En vrac et au fil des pages
Ce petit roman est une pépite que je ne regrette pas d'avoir découverte. Court et dense comme une nouvelle, il ranime la magie des contes orientaux et donne à voir la vie des femmes turques dans les yalis sous le règne du sultan Ab'dul Hamit II ( sultan de 1876 à 1909). Il ne s'agit cependant pas d'un récit politique ou historique dans la mesure où rien n'est révélé sur l'époque si ce n'est le fait que le sultan était un tyran. Ceci est d'autant plus troublant que la vie dans ce palais, telle qu'elle est vécue par ces femmes, semble idyllique. Justement, cette vie hors du temps les a sans doute empêchées de constater et de comprendre combien le peuple était opprimé. Ab'dul Hamit II fut responsable du massacres des Arméniens entre 1894 et 1896 et s'employa à faire enlever 100 000 femmes pour les envoyer dans les harems. Ceci n'est pas développé dans ce court roman. Néanmoins le passage où l'on explique la provenance des femmes du harem est assez clair sur ce point : Tchechmiahu hanimeffendi 'était une toute petite fille lorsqu'on l'avait ravie à ses parents. Elle ne se souvenait ni de sa mère, ni de son père, ni de son pays", le Caucase." mais elle conservait de beaux souvenirs de son enfance au palais impérial où elle avait été vendue".

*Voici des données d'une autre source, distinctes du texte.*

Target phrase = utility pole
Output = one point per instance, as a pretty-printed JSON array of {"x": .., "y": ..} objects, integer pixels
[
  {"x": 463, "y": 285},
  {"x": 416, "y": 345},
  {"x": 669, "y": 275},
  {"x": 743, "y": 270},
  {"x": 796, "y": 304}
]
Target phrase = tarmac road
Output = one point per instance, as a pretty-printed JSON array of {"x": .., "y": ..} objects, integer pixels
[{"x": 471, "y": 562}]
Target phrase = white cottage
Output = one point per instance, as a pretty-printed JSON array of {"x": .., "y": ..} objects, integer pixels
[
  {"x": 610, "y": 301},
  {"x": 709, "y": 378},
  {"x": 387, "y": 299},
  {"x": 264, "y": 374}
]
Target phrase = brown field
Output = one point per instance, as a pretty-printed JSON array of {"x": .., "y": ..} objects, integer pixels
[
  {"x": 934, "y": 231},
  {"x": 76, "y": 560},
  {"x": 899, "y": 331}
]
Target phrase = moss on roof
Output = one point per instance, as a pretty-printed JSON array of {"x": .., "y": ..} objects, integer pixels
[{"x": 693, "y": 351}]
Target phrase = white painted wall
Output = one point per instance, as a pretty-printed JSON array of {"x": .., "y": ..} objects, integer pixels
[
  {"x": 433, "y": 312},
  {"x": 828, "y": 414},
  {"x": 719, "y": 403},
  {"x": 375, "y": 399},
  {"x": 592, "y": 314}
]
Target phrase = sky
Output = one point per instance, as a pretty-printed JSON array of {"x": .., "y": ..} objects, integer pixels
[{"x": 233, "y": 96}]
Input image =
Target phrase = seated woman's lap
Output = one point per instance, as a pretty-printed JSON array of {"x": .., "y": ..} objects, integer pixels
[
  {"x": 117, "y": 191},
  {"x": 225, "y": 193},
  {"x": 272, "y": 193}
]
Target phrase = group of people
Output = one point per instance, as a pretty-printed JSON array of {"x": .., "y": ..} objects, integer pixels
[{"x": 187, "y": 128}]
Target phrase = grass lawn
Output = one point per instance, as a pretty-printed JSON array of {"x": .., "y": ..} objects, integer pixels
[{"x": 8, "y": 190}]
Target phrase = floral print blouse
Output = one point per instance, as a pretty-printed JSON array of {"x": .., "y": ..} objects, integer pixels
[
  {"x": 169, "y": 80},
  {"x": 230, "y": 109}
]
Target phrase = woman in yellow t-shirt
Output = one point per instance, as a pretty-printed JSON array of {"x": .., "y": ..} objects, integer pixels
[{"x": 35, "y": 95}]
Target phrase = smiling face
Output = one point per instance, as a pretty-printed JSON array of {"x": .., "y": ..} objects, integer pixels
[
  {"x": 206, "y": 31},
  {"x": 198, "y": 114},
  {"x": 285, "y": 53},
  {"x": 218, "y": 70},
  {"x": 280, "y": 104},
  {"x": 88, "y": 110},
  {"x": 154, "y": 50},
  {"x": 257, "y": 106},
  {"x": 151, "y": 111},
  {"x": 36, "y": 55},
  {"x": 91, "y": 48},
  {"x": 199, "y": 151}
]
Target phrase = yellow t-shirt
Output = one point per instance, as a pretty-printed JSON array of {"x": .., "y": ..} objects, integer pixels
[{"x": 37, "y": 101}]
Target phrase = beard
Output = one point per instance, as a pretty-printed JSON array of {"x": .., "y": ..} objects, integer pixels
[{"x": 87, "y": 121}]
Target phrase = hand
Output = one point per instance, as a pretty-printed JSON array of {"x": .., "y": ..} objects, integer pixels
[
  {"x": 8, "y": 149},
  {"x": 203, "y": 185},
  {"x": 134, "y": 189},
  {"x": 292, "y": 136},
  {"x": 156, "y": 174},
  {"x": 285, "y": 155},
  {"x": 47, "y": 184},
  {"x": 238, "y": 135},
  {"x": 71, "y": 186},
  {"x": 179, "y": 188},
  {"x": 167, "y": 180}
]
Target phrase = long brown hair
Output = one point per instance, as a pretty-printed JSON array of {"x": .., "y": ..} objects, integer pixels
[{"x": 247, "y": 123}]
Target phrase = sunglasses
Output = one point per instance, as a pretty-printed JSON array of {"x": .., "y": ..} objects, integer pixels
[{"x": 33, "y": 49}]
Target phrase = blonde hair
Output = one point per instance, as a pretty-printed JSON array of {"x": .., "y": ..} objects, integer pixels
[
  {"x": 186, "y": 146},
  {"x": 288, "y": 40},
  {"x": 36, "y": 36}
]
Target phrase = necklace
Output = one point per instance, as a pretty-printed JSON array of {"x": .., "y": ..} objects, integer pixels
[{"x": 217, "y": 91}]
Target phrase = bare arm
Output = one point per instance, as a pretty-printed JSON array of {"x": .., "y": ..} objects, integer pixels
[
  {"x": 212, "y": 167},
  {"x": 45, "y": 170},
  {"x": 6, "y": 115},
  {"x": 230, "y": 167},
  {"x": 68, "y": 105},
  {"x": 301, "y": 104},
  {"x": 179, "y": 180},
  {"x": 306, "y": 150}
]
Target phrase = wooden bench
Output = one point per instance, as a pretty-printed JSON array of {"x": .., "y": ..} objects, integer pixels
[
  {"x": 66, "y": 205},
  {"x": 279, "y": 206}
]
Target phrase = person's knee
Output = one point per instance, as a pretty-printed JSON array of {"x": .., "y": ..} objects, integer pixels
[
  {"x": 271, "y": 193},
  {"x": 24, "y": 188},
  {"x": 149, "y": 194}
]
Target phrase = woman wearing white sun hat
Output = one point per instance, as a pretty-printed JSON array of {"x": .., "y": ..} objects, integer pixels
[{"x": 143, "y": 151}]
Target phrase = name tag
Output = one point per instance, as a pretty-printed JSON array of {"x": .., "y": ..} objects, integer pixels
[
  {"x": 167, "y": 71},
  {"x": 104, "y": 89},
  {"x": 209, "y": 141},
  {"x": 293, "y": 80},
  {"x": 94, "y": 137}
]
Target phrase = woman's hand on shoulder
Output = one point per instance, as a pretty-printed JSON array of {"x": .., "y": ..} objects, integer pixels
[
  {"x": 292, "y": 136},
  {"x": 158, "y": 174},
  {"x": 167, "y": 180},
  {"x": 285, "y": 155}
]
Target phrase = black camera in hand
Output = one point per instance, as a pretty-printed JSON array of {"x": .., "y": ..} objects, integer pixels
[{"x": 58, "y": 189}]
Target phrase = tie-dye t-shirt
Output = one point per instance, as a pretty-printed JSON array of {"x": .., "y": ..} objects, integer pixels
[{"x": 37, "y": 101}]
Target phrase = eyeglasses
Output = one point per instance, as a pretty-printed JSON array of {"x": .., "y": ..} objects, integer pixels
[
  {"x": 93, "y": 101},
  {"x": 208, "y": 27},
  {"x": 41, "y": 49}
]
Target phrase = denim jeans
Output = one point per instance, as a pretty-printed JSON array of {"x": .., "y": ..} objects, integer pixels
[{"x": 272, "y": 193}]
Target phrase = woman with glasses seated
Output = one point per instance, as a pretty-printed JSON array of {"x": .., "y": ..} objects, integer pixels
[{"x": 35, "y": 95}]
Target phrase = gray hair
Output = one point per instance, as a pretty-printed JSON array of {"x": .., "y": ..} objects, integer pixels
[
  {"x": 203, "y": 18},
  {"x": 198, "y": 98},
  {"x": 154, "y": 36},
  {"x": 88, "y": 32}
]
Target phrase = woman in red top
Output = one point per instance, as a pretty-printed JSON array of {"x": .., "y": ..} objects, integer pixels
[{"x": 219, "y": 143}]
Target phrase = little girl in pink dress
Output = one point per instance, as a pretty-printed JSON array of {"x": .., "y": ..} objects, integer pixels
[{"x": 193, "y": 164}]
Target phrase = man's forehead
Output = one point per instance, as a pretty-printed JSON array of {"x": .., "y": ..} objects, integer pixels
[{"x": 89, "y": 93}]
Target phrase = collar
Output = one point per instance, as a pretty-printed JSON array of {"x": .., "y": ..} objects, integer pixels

Dès lors on comprend mieux l'attitude de Célilé qui porte en elle les stygmates de ces femmes enlevées, élevées comme des princesses ou des servantes, déracinées. Inconsciemment, elle cherche à s'émanciper de ce joug mais ne le comprend que de retour sur les rives du Bosphore, alors qu'elle s'est laissée entrainer dans une vie qui ne lui convient pas, soumise à un homme pourtant bon mais ignorant ses origines. Elle réalise à cet instant qu'elle est tout à fait capable d'assumer sa propre vie et celle de son enfant, sans dépendre de quelqu'un d'autre.
Un joli roman donc que je vous invite à découvrir.